Indeed, recent voting results suggest the problem isn’t blind obedience to proxy advisory firms by investors, but blind obedience to corporate management recommendations. Consider, for example, that two recent shareholder proposals calling for environmental stress-testing at ExxonMobil and Chevron received 38.2 percent and 41 percent positive votes. Those were impressive totals, but not nearly as impressive as the 98.3 percent and 99.8 percent votes recorded at BP and Royal Dutch Shell. Given the global nature of the major integrated oil producers, they would seem to have similar shareholder bases and similar business challenges. What, then, accounts for the roughly 60 percent gap in voting results?

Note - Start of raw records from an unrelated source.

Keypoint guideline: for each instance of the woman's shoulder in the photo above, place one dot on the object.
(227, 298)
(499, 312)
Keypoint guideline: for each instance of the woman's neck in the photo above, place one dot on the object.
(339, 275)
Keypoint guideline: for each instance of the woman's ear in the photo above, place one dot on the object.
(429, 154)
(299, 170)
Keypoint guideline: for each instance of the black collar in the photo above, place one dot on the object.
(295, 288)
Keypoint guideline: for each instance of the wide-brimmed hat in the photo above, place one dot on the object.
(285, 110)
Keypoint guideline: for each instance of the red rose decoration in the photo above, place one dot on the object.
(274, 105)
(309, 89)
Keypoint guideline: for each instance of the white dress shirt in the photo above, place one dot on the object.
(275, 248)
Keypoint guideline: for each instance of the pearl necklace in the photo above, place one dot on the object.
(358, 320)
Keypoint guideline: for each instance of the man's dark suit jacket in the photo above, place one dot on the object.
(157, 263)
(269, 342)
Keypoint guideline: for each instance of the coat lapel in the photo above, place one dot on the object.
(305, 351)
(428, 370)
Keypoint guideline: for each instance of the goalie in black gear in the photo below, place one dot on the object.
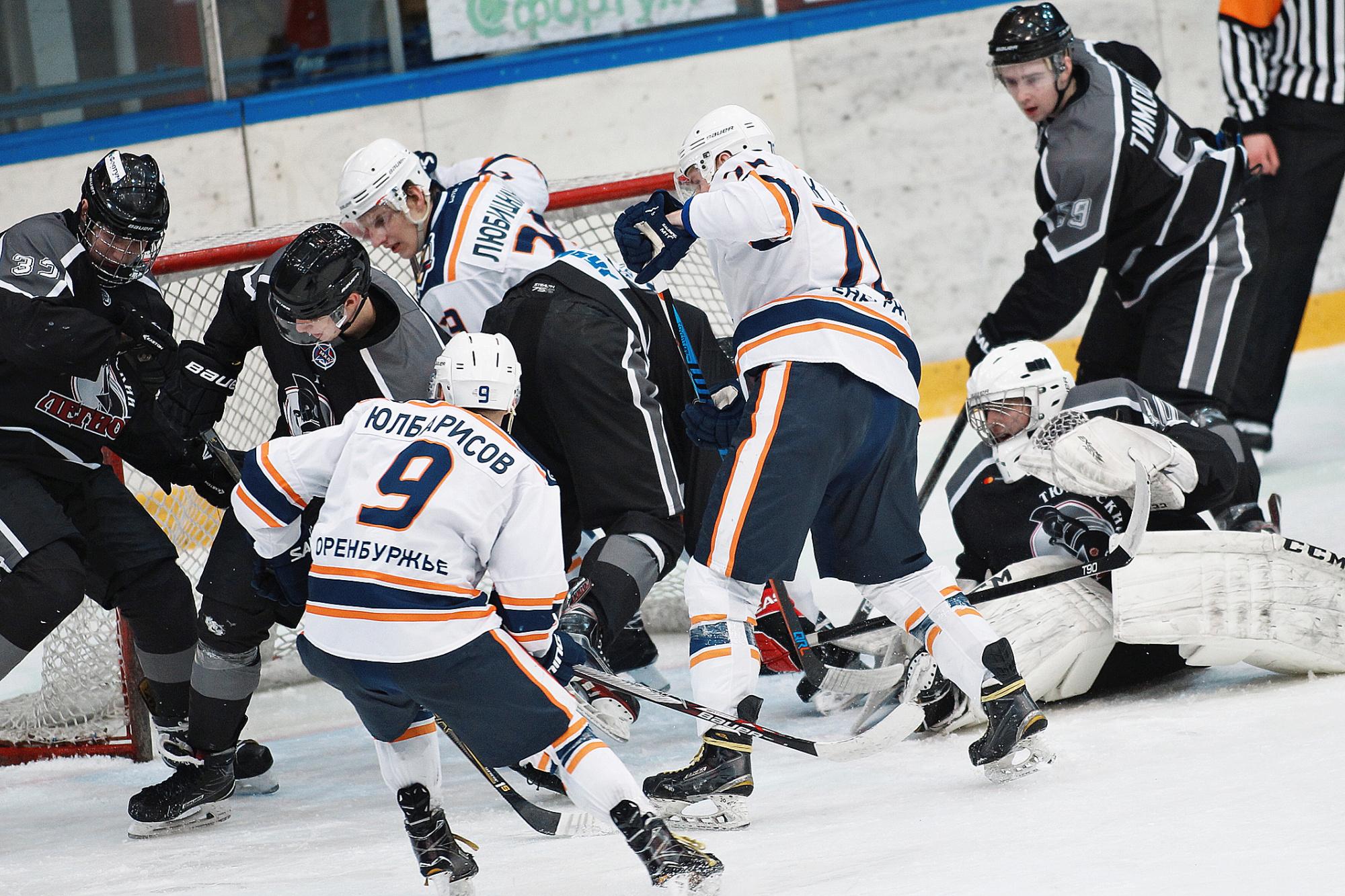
(88, 339)
(334, 331)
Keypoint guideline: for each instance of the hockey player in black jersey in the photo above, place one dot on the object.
(1126, 186)
(88, 341)
(334, 331)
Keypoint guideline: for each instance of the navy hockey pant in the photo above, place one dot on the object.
(821, 451)
(490, 690)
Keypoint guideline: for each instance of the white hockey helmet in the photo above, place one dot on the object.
(479, 372)
(1020, 378)
(727, 128)
(375, 174)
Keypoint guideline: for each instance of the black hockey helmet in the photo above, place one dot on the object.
(314, 278)
(126, 216)
(1030, 33)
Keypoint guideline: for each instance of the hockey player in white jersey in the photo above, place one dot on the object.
(475, 228)
(422, 501)
(824, 440)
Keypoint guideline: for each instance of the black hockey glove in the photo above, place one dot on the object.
(193, 396)
(563, 655)
(648, 241)
(284, 577)
(149, 345)
(708, 424)
(1077, 537)
(988, 337)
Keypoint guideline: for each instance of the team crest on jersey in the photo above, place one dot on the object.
(325, 356)
(102, 405)
(306, 407)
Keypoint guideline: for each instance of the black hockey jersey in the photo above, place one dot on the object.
(995, 520)
(1124, 185)
(318, 384)
(67, 393)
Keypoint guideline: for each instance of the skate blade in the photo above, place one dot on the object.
(204, 815)
(442, 885)
(715, 813)
(268, 782)
(1031, 755)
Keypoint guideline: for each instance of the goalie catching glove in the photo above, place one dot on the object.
(1096, 459)
(649, 243)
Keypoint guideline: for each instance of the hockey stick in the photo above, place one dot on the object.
(544, 821)
(903, 720)
(1120, 556)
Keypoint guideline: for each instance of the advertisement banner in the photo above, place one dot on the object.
(470, 28)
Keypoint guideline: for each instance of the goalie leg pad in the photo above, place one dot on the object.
(933, 608)
(1225, 596)
(726, 659)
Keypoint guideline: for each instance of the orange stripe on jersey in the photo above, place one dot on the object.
(463, 220)
(810, 327)
(346, 572)
(385, 615)
(258, 509)
(715, 653)
(582, 752)
(418, 731)
(852, 303)
(270, 469)
(781, 201)
(1258, 14)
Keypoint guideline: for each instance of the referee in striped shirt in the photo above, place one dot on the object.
(1284, 72)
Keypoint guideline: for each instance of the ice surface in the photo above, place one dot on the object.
(1211, 782)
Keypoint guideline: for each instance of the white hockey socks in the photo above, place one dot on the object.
(414, 759)
(726, 659)
(933, 608)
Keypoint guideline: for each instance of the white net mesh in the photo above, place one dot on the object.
(81, 694)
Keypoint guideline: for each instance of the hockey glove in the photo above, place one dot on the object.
(284, 577)
(1075, 536)
(711, 424)
(193, 397)
(649, 243)
(150, 348)
(563, 655)
(988, 337)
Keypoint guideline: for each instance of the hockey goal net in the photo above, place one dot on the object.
(80, 697)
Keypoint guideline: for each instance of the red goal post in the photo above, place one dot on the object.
(87, 701)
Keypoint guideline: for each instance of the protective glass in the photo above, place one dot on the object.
(116, 259)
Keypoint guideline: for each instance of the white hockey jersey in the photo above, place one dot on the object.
(486, 235)
(800, 276)
(422, 499)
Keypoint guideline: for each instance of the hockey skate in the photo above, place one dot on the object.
(254, 764)
(1012, 745)
(193, 797)
(676, 864)
(611, 713)
(446, 865)
(718, 782)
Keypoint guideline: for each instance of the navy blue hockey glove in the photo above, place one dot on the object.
(563, 657)
(284, 577)
(648, 241)
(1073, 534)
(708, 424)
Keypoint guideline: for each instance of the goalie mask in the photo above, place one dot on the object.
(377, 175)
(724, 130)
(1011, 395)
(478, 372)
(123, 217)
(314, 278)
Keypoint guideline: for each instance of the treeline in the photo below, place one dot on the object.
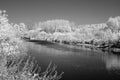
(64, 31)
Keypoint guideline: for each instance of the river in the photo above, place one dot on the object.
(76, 63)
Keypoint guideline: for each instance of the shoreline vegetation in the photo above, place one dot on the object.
(15, 62)
(103, 36)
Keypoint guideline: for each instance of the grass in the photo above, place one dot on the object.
(24, 67)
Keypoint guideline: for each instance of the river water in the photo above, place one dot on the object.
(77, 63)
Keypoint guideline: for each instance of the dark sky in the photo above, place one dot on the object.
(78, 11)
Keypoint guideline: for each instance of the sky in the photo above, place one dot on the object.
(78, 11)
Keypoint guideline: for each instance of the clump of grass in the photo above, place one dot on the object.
(26, 68)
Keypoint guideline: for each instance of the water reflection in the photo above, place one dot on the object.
(112, 63)
(77, 62)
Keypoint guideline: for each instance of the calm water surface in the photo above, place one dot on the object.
(77, 63)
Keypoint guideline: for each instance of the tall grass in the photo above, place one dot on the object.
(15, 64)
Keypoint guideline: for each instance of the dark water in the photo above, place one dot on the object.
(77, 64)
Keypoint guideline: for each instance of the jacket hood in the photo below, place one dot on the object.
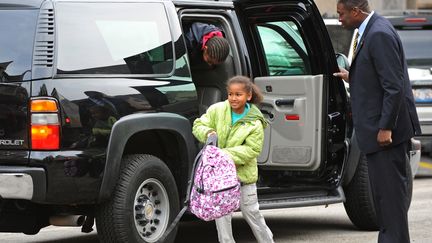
(253, 114)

Simply this: Managements at ExxonMobil and Chevron opposed the proposals, while those at BP and Royal Dutch Shell endorsed them.

The offensive on proxy advisers is one front in a sudden eruption of corporate efforts to reverse or block rules seen as favorable to investors. Corporate critics are stirring resistance to the PCAOB’s effort to require auditors to report in more detail on critical risks. They supported U.S. Senate and House votes to reject Department of Labor fiduciary duty reforms, though President Obama vetoed the action. They endorsed legislation to roll back Dodd-Frank Act measures; defund implementation of pay ratio disclosure rules, climate change disclosure mandates, and any future action to introduce universal proxy ballots; and impose new cost-benefit analyses requirements on the SEC (HR 5429), which the CII believes would “paralyze” the agency.

Why all this just now? The political assumptions behind the outbreak of hostilities may be that time is running out: The new Congress convening in January may be much more responsive to the anti-corporate, anti-Wall Street sentiment welling up in the 2016 election season. But the current scramble to blockade investors comes with high risk. These latest measures can be framed by critics as defending unpopular corporate interests. Indeed, the initiatives could wind up backfiring by further fueling public dismay with business and congressional allies, and even enhancing prospects of a still tougher environment for CEOs in Washington in 2017. Polarization is the currency of politics as the presidential election gains steam. But is the same approach constructive in capital markets, when companies and investors can use freshly-dug engagement channels to resolve disputes? Is it even rational, when institutional investors are the ones with responsibility to make voting judgments, not their advisers? Companies have made our 2015 prediction come true, albeit late, by starting this war. But we wish they hadn’t—and before long, they might be wishing the same thing.